Ukraine's Cabinet of Ministers has ordered the National Agency on Corruption Prevention (NACP) to restore public access to the State Register of Electronic Declarations.
This was announced by Minister of the Cabinet of Ministers Oleh Nemchinov on Telegram on October 29.
According to him, the government adopted the relevant order at a special meeting with the participation of President Volodymyr Zelensky.
"At a special meeting of the government with the participation of Ukrainian President Volodymyr Zelensky, the NSDC [National Security and Defense Council] has adopted an order to implement a decision obliging the NACP to immediately restore citizens' access to the register of officials' declarations and provide a mechanism for their special vetting," Nemchinov said.
Constitutional Court's controversial decision on illegal enrichment: Facts
- On October 27, the Constitutional Court ruled on a motion filed by 47 legislators to repeal Article 366-1 of the Criminal Code, which provides for criminal liability for inaccurate asset declaration by government officials.
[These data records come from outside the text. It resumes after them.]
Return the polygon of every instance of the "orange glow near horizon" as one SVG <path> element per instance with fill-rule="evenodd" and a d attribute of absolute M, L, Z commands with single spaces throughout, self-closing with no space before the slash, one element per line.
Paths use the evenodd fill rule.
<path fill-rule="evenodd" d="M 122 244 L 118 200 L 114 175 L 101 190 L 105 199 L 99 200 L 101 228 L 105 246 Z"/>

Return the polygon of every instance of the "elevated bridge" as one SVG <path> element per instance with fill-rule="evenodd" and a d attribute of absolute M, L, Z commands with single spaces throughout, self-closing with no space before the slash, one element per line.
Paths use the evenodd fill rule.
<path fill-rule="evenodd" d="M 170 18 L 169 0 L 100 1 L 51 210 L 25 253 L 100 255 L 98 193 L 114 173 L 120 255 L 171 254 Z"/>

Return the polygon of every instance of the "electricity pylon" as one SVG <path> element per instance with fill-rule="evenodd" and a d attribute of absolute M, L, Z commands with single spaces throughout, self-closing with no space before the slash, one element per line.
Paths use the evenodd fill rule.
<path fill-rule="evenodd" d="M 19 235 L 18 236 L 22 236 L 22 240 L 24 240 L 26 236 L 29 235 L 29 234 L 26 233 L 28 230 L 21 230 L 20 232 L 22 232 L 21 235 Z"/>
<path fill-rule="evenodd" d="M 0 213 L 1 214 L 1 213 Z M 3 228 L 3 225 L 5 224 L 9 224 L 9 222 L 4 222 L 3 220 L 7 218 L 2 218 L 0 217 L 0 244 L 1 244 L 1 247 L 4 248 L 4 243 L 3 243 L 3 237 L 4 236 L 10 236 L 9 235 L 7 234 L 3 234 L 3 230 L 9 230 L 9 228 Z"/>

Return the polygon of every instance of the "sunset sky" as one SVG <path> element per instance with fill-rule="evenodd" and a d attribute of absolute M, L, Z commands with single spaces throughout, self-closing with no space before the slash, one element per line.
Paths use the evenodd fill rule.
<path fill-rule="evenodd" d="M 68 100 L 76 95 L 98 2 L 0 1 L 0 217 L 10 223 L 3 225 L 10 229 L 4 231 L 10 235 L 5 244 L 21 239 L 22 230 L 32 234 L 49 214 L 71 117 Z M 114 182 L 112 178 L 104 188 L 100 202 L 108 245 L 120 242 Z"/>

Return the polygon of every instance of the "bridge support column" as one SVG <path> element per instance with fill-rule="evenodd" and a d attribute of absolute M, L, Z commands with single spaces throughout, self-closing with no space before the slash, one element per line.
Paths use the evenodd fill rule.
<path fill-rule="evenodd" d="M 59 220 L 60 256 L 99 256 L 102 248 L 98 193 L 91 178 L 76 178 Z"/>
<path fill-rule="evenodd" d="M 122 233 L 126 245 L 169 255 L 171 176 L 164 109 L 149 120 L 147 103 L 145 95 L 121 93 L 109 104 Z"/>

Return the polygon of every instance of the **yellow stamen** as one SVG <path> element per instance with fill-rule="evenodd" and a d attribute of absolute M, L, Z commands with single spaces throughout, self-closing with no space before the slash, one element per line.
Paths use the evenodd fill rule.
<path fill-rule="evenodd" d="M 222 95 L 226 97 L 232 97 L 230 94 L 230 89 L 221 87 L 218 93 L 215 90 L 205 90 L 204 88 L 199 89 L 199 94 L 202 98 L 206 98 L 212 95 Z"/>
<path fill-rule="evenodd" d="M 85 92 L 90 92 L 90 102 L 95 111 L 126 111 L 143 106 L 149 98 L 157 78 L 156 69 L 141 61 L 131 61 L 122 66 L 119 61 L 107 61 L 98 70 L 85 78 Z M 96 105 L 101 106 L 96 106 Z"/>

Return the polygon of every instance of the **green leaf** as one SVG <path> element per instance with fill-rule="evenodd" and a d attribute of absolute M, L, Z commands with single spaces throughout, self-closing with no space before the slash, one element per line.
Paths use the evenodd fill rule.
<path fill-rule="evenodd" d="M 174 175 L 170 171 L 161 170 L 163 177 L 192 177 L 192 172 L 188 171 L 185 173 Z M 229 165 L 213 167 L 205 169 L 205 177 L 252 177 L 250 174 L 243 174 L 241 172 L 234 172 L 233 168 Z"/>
- The Constitutional Court also recognized the provisions of laws on the verification of officials' e-declarations as unconstitutional and deprived the National Agency on Corruption Prevention of the authority to check asset declarations and identify conflicts of interest.
- The Constitutional Court, by its decision, blocked the NACP's access to the state registers necessary for conducting special checks on declarations of candidates nominated for top positions in the government. Without such vetting, no head of a government agency could be appointed officially.
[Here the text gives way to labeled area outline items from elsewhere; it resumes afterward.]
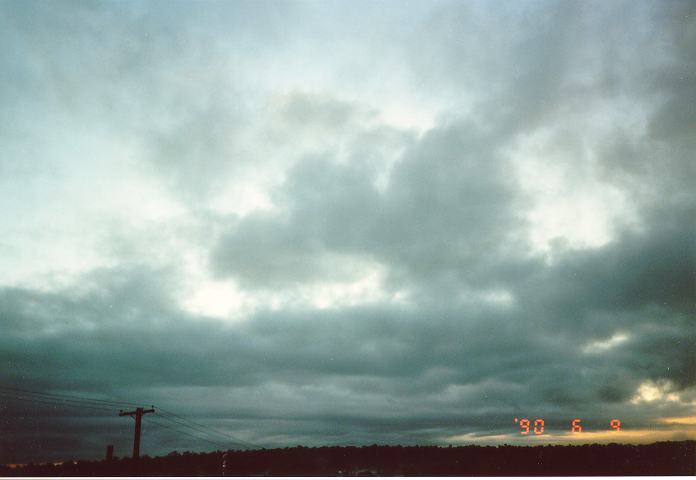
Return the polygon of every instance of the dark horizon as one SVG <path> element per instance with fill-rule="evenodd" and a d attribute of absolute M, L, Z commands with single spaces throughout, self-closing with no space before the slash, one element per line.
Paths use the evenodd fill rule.
<path fill-rule="evenodd" d="M 696 439 L 693 0 L 2 0 L 0 105 L 0 463 Z"/>
<path fill-rule="evenodd" d="M 696 441 L 523 447 L 286 447 L 170 452 L 163 457 L 0 466 L 2 476 L 547 476 L 693 475 Z"/>

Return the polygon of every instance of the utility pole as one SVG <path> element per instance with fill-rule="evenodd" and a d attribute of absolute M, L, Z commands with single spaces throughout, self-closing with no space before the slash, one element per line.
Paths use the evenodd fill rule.
<path fill-rule="evenodd" d="M 142 407 L 138 407 L 132 412 L 124 412 L 123 410 L 121 410 L 118 413 L 119 417 L 128 416 L 131 418 L 135 418 L 135 436 L 133 437 L 133 459 L 140 458 L 140 427 L 142 424 L 143 415 L 145 415 L 146 413 L 155 413 L 154 407 L 148 410 L 145 410 Z"/>

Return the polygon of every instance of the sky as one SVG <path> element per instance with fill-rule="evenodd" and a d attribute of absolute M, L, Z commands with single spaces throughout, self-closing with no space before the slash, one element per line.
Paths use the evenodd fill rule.
<path fill-rule="evenodd" d="M 0 462 L 696 438 L 693 2 L 2 0 L 0 104 Z"/>

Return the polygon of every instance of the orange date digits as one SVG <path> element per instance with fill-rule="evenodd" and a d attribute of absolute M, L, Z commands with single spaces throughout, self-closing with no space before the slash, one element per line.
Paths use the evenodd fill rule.
<path fill-rule="evenodd" d="M 529 420 L 527 420 L 526 418 L 520 420 L 520 433 L 522 435 L 529 434 Z"/>
<path fill-rule="evenodd" d="M 544 433 L 544 419 L 537 418 L 534 420 L 534 434 L 541 435 L 542 433 Z"/>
- On October 28, the NACP closed access to the State E-Declarations Register.
- On October 28, the Constitutional Court published the text of the respective decision adopted by its Grand Chamber, composed of 15 judges.
- The National Anti-corruption Bureau of Ukraine (NABU) said that pursuant to the Constitutional Court's decision, all cases of inaccurate declaration of assets would be closed, and government officials convicted of abuse would thus evade liability.